此函数为图像生成单个随机变形的边界框。函数输出的是可用于裁剪原始图像的单个边框。返回值为3个张量：begin，size和 bboxes。前2个张量用于 tf.slice 剪裁图像。后者可以用于 tf.image.draw_bounding_boxes 函数来画出边界框。

sample_distorted_bounding_box(
image_size,
bounding_boxes,
seed=None,
seed2=None,
min_object_covered=None,
aspect_ratio_range=None,
area_range=None,
max_attempts=None,
use_image_if_no_bounding_boxes=None,
name=None
)
image_size：是包含 [height, width, channels] 三个值的一维数组。数值类型必须是 uint8，int8，int16，int32，int64 中的一种。

bounding_boxes：是一个 shape 为 [batch, N, 4] 的三维数组，数据类型为float32，第一个batch是因为函数是处理一组图片的，N表示描述与图像相关联的N个边界框的形状，而标注框由4个数字 [y_min, x_min, y_max, x_max] 表示出来。例如：tf.constant([[[0.05, 0.05, 0.9, 0.7], [0.35, 0.47, 0.5, 0.56]]]) 的 shape 为 [1,2,4] 表示一张图片中的两个标注框；tf.constant([[[ 0. 0. 1. 1.]]]) 的 shape 为 [1,1,4]表示一张图片中的一个标注框

seed：（可选）数组类型为 int，默认为0。如果任一个seed或被seed2设置为非零，随机数生成器由给定的种子生成。否则，由随机种子生成。
seed2：（可选）数组类型为 int，默认为0。第二种子避免种子冲突。

min_object_covered：（可选）数组类型为 float，默认为 0.1。图像的裁剪区域必须包含所提供的任意一个边界框的至少 min_object_covered 的内容。该参数的值应为非负数，当为0时，裁剪区域不必与提供的任何边界框有重叠部分。

aspect_ratio_range：（可选）数组类型为 floats 的列表，默认为 [0.75, 1.33] 。图像的裁剪区域的宽高比（宽高比=宽/高）必须在这个范围内。

area_range：（可选）数组类型为 floats 的列表，默认为 [0.05, 1] 。图像的裁剪区域必须包含这个范围内的图像的一部分。

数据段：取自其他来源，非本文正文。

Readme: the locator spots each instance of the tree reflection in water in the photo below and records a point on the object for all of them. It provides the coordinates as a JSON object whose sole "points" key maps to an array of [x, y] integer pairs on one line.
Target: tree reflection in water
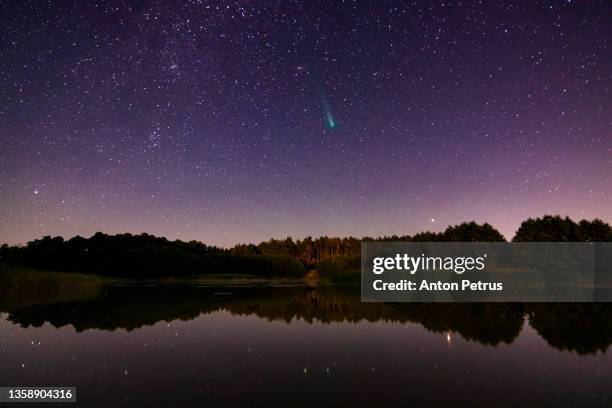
{"points": [[581, 328]]}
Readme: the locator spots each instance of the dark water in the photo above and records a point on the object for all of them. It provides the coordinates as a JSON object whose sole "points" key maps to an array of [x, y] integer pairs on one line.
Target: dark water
{"points": [[299, 346]]}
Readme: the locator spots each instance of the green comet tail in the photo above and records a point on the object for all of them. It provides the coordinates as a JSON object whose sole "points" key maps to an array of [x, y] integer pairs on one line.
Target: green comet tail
{"points": [[329, 118]]}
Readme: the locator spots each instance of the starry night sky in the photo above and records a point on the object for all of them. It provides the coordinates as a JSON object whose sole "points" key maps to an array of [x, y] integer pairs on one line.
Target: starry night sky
{"points": [[239, 121]]}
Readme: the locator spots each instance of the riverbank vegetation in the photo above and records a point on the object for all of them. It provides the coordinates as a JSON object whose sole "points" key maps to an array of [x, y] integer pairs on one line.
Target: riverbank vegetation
{"points": [[335, 259]]}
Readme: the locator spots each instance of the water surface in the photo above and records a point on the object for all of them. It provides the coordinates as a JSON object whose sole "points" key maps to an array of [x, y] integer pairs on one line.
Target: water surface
{"points": [[160, 345]]}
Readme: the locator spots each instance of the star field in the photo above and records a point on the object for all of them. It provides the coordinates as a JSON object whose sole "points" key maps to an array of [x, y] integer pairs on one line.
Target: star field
{"points": [[237, 121]]}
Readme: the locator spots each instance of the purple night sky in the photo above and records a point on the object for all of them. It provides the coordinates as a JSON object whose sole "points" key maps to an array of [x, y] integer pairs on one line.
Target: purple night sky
{"points": [[239, 121]]}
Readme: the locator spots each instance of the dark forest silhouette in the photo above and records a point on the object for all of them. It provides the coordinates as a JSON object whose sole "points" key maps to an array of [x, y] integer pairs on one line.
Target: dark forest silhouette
{"points": [[146, 255]]}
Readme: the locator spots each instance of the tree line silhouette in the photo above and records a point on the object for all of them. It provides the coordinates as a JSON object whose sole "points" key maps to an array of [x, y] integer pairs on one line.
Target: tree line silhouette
{"points": [[147, 255]]}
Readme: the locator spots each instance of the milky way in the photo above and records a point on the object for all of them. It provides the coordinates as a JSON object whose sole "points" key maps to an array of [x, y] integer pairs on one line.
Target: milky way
{"points": [[200, 120]]}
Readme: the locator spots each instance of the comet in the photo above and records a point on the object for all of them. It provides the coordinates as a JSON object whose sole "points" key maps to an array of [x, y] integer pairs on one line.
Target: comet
{"points": [[330, 121]]}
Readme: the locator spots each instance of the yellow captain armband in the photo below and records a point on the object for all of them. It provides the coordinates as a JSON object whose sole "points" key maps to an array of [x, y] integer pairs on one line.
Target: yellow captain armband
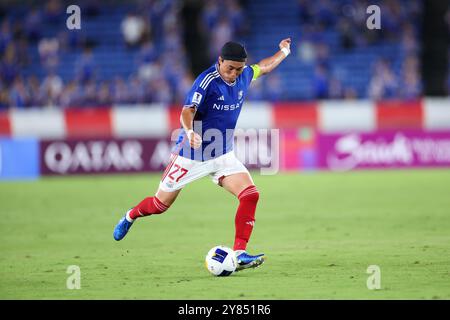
{"points": [[256, 71]]}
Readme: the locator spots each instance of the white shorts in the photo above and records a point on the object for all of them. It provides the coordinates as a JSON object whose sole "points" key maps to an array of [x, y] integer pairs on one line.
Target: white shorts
{"points": [[181, 171]]}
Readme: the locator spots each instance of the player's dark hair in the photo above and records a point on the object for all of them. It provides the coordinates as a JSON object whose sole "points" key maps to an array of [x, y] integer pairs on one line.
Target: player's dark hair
{"points": [[233, 51]]}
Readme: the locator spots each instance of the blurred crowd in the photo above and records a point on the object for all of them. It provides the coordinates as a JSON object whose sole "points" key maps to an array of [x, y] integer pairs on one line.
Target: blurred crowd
{"points": [[160, 71], [400, 24]]}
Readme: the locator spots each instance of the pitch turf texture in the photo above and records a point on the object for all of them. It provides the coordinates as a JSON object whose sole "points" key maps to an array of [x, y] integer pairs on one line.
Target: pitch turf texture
{"points": [[320, 232]]}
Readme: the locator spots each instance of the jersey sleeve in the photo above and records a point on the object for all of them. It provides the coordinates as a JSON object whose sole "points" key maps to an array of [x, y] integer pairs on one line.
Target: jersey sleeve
{"points": [[196, 96], [251, 73]]}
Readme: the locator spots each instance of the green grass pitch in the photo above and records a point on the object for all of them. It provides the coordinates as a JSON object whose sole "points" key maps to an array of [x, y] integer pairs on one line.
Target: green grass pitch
{"points": [[320, 232]]}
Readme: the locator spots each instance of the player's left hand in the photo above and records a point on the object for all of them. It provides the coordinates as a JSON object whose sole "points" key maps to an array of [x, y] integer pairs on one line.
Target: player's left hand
{"points": [[285, 43]]}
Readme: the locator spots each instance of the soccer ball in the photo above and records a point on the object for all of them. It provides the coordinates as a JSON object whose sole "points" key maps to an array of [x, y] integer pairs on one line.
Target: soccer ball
{"points": [[221, 261]]}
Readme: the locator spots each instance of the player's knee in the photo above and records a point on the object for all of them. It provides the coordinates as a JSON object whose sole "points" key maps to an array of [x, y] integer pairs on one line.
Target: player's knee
{"points": [[249, 194], [161, 206]]}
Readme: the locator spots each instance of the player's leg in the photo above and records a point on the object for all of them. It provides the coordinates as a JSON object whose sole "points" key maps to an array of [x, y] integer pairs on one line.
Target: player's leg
{"points": [[178, 173], [157, 204], [241, 185], [235, 178]]}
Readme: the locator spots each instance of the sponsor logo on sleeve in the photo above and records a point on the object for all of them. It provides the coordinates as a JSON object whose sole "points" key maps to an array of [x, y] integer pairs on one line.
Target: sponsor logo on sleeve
{"points": [[197, 98]]}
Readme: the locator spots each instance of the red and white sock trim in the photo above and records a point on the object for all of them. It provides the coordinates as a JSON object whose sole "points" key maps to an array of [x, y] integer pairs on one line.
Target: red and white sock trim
{"points": [[247, 191], [159, 205]]}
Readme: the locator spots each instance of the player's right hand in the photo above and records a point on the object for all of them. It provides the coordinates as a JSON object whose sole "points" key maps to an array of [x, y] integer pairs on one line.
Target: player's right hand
{"points": [[194, 139]]}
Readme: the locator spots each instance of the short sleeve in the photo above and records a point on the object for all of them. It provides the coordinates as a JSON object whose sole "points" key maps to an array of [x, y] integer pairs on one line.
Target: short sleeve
{"points": [[196, 96], [247, 74]]}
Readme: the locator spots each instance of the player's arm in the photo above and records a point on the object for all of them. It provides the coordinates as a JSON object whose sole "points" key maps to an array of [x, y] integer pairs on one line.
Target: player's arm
{"points": [[268, 64], [187, 120]]}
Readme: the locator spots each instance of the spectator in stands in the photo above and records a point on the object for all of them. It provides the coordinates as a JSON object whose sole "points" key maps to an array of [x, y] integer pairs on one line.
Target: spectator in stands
{"points": [[119, 91], [8, 67], [336, 90], [19, 95], [36, 94], [221, 34], [384, 82], [210, 15], [274, 88], [52, 86], [33, 25], [410, 87], [237, 18], [133, 29], [320, 82], [85, 67], [54, 12], [5, 36], [49, 53]]}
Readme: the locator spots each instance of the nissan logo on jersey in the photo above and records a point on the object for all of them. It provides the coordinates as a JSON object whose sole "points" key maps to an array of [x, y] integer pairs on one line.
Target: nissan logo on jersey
{"points": [[226, 107]]}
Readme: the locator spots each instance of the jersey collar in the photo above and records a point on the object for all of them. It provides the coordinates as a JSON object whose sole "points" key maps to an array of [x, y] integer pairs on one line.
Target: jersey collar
{"points": [[227, 83]]}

max_attempts：（可选）数组类型为 int，默认为100。尝试生成图像指定约束的裁剪区域的次数。经过 max_attempts 次失败后，将返回整个图像。

use_image_if_no_bounding_boxes：（可选）数组类型为 bool，默认为False。如果没有提供边框，则用它来控制行为。如果为True，则假设有一个覆盖整个输入的隐含边界框。如果为False，就报错。

name：操作的名称（可选）。

Return

Return：一个Tensor对象的元组（begin，size，bboxes）。

begin：和 image_size 具有相同的类型。包含 [offset_height, offset_width, 0] 的一维数组。作为 tf.slice 的输入。

size：和 image_size 具有相同的类型。包含 [target_height, target_width, -1] 的一维数组。作为 tf.slice 的输入。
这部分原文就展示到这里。